Based on the results of this study, it seems strongly advisable to periodically evaluate the dental and oral health of nursing-home residents. Moreover, specific attention should be paid to dental and oral health as soon a deterioration of general health is detected. Caregivers could use the OHAT to perform regular check-ups, for example, in addition to dentists conducting home visits.

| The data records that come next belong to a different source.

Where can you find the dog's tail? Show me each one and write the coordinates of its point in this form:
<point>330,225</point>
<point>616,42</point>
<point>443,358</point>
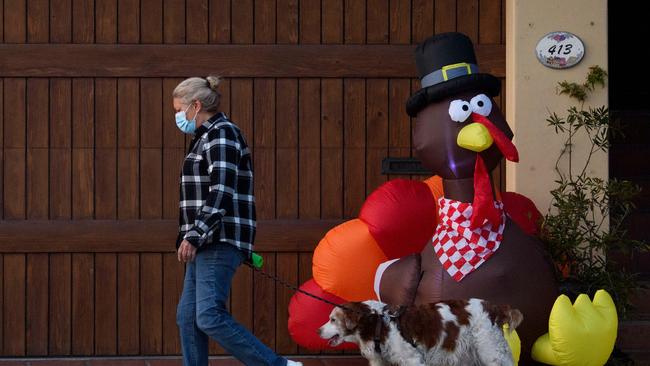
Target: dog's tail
<point>503,314</point>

Strengths and Weaknesses of the Study
All eligible participants who wanted to participate and gave written and oral consent were included in this study, irrespective of their cognitive status and care needs. This was a strength of this study because it meant that a wide range of nursing-home residents was studied. However, it is possible that those participants who chose to participate were more interested in their oral health than non-responders. It is also possible that some participants suspected they had acute dental problems and participated for this reason. It should also be kept in mind that only participants who underwent two examinations were included in the study. Twenty-four per cent of nursing-home residents could therefore not be included. This might have resulted in bias; however, the drop-out analysis determined that the participant characteristics of both groups were comparable at baseline. It should also be noted that the dental and psychological examinations performed in this study were time-consuming; for this reason, the psychological examinations were performed first to reduce bias. All other examinations were objective and therefore not dependent on the participation of the nursing-home resident. It should be noted that the number of diseases and the number of medications can only be considered as indicators of general health condition of participants, as seriousness of diseases is different and not considered in this study. It also should be considered that some participants received the maximum score in one of the estimated variables at baseline and could therefore not worsen in this variable in the observed period which might lead to a bias. One more weakness is that saliva flow rates were not assessed in this study.
Acknowledgments
We are grateful to all the participants in this study for their patience and cooperation. We would also like to thank Hazel Davies, copy editor, for the English-language revision. Furthermore, we would like to thank Christopher Büsch for statistical support. ALK was supported by the GEROK program of the University of Heidelberg.
Ethical Approval
All procedures performed in this study involving human participants were in accordance with the ethical standards of the institutional and/or national committee and with the 1964 Declaration of Helsinki and its later amendments or comparable ethical standards.
Disclosure
The authors report no conflicts of interest regarding this manuscript.